Al cierre de esta edición los peritos de la Policía Científica aún trabajaban en el lugar
donde apareció el taxista asesinado.
El cuerpo estaba boca arriba. Lo habían
arrojado desde un puente, desde una altura de
cinco metros. El lugar es conocido como Paraje La Caída. Sobre el puente, la policía encontró dos vainas servidas. Se sospecha que
además de los dos balazos mortales, los delincuentes dispararon en otras oportunidades
con el fin de someter aún más a su víctima.
La hipótesis más firme que manejan los investigadores es la del robo. El joven taxista tenía los bolsillos vaciados. Sin embargo, aún
conservaba el reloj, un anillo y una cadenita.
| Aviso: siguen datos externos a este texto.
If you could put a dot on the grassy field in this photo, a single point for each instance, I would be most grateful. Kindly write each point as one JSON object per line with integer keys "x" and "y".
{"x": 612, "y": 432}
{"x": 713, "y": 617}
Los delincuentes tampoco se llevaron el estéreo del vehículo, ni la radio.
Esos hallazgo hicieron suponer a la Policía la posibilidad de un ajuste de cuentas.
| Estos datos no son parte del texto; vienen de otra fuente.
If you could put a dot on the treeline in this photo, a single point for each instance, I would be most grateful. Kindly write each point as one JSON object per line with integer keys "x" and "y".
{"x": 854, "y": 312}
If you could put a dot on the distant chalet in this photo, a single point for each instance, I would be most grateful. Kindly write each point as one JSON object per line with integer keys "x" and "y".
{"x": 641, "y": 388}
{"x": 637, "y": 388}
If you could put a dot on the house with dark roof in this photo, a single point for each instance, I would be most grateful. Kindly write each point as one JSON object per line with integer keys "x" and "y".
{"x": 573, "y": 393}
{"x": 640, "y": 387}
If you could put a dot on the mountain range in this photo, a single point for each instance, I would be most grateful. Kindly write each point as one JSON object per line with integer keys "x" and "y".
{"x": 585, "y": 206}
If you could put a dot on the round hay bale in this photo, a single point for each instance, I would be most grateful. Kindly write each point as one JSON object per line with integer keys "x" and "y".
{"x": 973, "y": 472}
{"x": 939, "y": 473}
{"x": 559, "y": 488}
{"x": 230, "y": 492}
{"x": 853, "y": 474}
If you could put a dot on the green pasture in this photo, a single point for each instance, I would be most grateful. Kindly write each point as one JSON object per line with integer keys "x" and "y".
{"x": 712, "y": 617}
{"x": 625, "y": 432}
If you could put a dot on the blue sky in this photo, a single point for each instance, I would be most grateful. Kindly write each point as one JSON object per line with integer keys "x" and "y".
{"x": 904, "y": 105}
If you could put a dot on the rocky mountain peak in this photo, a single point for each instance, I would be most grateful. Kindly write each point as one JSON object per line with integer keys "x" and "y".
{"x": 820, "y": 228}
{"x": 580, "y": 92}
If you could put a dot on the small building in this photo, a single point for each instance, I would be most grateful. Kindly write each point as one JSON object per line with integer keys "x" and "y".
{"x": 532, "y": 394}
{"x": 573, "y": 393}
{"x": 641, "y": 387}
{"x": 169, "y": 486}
Según se informó, el taxista podía llegar a
conocer a sus “seudo” pasajeros. Esta versión surgió a raíz de que el viaje a Ranchos
fue solicitado por Barreneche con varias horas de anticipación, cuando le pidió a su padre el “presupuesto”.
Toda la bronca contenida
Al tomar conocimiento del crimen de su
compañero de trabajo, cientos de taxistas
se movilizaron por las calles de la ciudad,
reclamando justicia y seguridad. Primero
se concentraron frente al diario Hoy y la
92.1. “Tiene que pasar una desgracia para
que la policía haga algo. Acaso tenían que
matar como a un perro a este pobre chico
para que las autoridades se den cuenta”
exclamaron los taxistas. “Los robos ocurren todos los días. Nos secuestran, nos
encañonan en la cabeza, nos roban la recaudación. Cuando salimos de casa saludamos a nuestras esposas e hijos sin saber
si vamos a volver (...) Ahora, seguro que la
policía va a custodiar a los taxis durante
cinco días, hasta que se olviden de este
asesinato. Decían que iban a vigilar a todos
los taxis que salían de la ciudad. Pero se
puede ver a los patrulleros cómo toman
mate y no hacen nada. Encima nos paran y
controlan cuando vamos vacíos, sin pasajeros. Eso lo hacen para cumplir las estadísticas. Denunciar no sirve para nada. Pasamos más tiempo nosotros en la comisaría
haciendo la denuncia que los chorros, que
los largan y se van delante de nuestras narices y encima nos amenazan, diciendo que
nos tienen marcados...”. La extensa caravana de taxis marchó luego frente a la Casa de
Gobierno en 6 y 51. Allí, manifestaron contra el ministro de Seguridad Aldo Rico.